In posing my question, I simplified the situation. In reality, it’s a bit more complicated and it has an aspect that could prove to be beneficial to some of you, not only those in the U.S. Here is the larger picture:
In 2010, I began work as designer and producer of a new prayer book for a major religious organization. The book required a somewhat narrower than normal Hebrew font that could accommodate the entire range of diacritics for liturgy and Bible, and so I was contracted to make one (a regular weight and a bold). The contract for the fonts stipulated that I was their sole owner, licensing them to the publisher only for this book and any other they hired me to work on, further stipulating that the term of exclusivity would be five years. A third font, a titling face of unrelated design, was added later. The prayer book was published in 2015, in an initial run of 250,000 sets (it is in two volumes). Through its projected 30-40-year lifespan, its numbers will likely more than double.
As the initial period of exclusivity was coming to an end, the publisher expressed a strong desire to acquire the fonts entirely. It is a necessity for them, really, as it is likely that they will need to use the fonts to update the books beyond my lifetime. (I am 63.) We agreed upon a price for a five-year extension of the license, but the cost of a buyout (which I quoted as double) was too expensive. So, I came up with a plan to sell them the five-year license and, as they are a charitable organization, make the buyout portion of the agreement a contribution. The contribution would be tax-deductible to the extent provided by U.S. law.

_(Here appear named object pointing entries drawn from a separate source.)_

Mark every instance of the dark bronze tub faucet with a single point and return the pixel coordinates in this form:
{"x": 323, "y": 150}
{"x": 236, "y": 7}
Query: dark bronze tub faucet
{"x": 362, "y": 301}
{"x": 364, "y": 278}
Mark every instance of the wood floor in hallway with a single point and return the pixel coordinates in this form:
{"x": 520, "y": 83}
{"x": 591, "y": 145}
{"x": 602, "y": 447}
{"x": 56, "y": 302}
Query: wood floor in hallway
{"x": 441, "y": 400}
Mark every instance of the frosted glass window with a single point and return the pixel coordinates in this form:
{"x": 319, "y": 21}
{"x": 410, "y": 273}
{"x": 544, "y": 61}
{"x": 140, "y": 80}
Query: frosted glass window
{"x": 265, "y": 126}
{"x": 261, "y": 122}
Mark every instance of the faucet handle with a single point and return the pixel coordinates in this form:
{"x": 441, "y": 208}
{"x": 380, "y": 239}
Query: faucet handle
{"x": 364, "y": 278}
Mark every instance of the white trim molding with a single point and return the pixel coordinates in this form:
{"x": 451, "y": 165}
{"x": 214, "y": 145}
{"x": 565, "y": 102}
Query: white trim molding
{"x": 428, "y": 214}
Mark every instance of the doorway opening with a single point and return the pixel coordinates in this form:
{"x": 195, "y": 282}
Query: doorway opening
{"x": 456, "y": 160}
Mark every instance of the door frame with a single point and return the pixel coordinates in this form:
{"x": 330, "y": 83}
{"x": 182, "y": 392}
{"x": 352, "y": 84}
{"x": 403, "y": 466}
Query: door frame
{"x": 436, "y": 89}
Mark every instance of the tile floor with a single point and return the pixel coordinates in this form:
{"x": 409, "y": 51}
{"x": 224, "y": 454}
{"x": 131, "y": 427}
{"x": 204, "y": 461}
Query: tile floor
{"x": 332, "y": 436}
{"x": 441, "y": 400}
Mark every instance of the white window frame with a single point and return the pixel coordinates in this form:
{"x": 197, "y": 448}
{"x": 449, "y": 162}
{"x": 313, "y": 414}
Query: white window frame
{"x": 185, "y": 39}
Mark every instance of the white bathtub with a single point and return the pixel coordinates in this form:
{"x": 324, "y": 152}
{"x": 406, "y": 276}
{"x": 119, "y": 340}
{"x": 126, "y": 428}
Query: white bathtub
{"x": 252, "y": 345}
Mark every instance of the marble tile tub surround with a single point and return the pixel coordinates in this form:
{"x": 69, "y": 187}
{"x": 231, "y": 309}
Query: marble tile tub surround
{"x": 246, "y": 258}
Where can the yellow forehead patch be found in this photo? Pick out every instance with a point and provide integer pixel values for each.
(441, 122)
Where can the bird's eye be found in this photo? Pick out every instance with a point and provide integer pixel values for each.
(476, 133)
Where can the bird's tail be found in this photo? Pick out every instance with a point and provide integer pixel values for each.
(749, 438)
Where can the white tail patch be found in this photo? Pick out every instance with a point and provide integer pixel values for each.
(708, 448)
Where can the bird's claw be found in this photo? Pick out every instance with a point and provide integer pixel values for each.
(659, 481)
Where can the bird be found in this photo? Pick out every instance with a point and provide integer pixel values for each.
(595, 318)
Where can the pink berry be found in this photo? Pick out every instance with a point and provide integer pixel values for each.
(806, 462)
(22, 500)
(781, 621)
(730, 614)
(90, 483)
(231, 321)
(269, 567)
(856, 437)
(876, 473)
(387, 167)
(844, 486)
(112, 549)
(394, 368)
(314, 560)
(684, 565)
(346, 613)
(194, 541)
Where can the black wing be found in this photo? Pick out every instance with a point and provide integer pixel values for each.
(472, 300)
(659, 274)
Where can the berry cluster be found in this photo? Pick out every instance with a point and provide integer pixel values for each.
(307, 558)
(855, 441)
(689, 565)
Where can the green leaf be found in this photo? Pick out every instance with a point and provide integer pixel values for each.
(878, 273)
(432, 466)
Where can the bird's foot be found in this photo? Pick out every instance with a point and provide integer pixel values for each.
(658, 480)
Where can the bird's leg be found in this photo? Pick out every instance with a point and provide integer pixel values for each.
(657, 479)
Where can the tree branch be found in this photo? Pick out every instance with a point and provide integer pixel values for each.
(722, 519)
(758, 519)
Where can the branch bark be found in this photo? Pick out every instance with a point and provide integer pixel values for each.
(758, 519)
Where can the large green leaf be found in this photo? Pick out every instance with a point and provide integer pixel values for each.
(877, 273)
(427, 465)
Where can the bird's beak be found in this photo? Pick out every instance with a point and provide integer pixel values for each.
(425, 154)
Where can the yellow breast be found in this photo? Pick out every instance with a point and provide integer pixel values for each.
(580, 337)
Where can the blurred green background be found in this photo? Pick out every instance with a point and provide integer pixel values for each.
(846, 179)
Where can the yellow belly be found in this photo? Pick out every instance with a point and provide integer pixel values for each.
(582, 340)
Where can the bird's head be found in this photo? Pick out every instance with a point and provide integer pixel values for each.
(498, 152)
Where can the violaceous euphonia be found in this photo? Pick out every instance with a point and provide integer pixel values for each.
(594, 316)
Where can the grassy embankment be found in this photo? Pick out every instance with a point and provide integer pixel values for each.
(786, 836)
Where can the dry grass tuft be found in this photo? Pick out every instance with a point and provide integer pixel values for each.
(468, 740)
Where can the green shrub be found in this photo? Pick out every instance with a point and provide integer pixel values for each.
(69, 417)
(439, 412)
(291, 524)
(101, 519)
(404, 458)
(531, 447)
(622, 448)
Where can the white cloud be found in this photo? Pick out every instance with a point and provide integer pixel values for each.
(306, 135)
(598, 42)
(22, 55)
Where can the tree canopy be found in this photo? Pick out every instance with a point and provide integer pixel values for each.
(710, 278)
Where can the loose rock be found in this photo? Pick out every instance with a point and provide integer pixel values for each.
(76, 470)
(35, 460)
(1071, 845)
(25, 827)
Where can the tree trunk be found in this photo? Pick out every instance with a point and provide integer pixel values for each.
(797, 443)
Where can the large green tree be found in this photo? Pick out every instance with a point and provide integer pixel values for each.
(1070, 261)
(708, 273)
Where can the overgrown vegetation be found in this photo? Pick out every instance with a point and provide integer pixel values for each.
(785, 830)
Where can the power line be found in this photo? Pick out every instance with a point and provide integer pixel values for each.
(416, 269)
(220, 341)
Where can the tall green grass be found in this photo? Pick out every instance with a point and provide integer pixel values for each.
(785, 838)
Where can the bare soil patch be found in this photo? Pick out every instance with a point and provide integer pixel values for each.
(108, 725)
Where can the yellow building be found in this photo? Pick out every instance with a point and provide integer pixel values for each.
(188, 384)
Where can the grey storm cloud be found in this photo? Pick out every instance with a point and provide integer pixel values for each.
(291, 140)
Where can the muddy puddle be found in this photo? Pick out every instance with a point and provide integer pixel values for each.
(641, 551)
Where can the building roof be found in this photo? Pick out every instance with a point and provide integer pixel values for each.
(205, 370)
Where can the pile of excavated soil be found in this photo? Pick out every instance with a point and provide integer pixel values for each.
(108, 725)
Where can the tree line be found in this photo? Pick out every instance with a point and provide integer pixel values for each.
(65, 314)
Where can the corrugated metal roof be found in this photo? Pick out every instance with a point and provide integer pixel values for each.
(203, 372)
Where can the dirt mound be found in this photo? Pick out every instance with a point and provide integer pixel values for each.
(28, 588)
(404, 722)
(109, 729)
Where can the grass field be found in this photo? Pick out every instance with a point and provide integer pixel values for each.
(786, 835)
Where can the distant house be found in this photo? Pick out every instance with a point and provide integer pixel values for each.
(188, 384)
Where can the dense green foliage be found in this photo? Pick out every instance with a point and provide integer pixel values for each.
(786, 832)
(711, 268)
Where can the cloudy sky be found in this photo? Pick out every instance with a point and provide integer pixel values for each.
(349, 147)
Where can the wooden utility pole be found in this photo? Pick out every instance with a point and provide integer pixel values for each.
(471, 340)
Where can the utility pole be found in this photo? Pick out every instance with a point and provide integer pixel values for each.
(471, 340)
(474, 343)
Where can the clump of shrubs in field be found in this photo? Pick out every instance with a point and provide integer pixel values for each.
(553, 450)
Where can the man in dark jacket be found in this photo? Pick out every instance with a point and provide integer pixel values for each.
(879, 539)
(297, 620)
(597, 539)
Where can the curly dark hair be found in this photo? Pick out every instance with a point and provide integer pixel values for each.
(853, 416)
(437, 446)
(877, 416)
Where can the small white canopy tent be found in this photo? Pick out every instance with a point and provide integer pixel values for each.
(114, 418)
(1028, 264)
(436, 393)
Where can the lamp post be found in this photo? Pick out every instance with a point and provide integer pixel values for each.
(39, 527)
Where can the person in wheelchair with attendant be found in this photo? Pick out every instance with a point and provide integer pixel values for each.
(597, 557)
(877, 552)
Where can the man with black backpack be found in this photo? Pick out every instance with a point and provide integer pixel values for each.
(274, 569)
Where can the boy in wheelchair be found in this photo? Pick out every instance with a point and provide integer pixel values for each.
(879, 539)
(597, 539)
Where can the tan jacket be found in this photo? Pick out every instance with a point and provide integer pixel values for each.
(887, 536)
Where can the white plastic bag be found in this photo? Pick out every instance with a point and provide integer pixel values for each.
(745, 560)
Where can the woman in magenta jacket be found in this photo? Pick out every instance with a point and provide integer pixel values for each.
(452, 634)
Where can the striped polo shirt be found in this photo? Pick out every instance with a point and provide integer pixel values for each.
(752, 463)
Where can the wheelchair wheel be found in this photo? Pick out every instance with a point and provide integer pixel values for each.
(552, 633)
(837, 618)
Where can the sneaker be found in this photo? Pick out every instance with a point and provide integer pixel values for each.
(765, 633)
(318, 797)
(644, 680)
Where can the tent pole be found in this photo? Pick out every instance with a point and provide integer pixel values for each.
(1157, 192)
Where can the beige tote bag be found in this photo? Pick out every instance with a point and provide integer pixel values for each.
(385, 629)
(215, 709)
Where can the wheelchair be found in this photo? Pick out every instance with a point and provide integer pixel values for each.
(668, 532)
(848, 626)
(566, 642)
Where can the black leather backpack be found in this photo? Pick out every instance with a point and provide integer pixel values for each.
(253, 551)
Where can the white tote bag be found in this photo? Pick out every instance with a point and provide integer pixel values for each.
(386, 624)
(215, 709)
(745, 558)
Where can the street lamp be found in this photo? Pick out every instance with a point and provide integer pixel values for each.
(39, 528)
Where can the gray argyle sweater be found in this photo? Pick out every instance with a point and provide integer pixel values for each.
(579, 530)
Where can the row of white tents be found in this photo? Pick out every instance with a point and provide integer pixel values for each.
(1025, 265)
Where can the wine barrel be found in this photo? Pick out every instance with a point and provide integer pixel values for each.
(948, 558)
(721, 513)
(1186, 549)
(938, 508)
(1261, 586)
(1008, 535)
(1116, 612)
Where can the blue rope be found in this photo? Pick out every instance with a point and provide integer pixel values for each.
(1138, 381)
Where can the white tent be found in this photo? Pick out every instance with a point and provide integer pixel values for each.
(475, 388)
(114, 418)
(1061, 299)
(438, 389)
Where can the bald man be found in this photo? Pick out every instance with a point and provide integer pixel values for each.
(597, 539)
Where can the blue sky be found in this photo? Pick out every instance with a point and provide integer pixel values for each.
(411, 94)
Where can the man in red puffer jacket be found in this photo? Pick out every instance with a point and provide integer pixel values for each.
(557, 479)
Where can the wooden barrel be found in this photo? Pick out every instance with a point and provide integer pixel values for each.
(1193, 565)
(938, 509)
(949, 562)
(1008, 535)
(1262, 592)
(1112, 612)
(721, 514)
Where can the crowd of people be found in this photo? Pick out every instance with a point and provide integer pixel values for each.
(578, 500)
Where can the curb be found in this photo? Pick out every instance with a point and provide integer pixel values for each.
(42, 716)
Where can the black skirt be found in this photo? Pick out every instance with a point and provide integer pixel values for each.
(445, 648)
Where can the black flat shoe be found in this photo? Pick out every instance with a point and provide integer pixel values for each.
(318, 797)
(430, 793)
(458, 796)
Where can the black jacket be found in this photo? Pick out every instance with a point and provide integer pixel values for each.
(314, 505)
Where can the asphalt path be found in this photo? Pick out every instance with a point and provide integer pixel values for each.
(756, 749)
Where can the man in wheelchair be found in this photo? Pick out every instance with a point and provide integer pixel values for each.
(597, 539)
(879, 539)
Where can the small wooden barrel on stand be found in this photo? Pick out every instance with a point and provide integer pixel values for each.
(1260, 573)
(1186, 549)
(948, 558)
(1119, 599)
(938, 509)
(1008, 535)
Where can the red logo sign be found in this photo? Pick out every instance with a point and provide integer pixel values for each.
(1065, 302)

The contribution of fonts as Intellectual Property is tricky, because it cannot be evaluated by the usual IRS-approved appraisers, so one must be able to document comparatives, if not by dollar amount, then by percentages that are considered normative in the industry. Also, one may not declare a user license as a contribution; you must hand over ALL rights. (For non-U.S. readers, “IRS” is the Internal Revenue Service, the American taxation bureau.)
Now that the additional five-year license agreement has been completed and signed, I’m looking for comparatives to present to the IRS to document the donation portion. The information I am looking for are formulas that have actually been used in similar transactions (not contributions, but commercial buyouts): e.g. x% of the price of the original license. I am not able to get this information from the attorney who worked on the license agreement, even though he has great experience in the industry, because IRS regulations prohibit using such information from anyone who was party to the transaction. It must come from an independent source (not necessarily a U.S. source).
Any information you can provide will be very helpful. Please feel free to contact me privately if you wish. I am prepared to pay a fee for any documentation you are able to provide, which will be held in strict confidence.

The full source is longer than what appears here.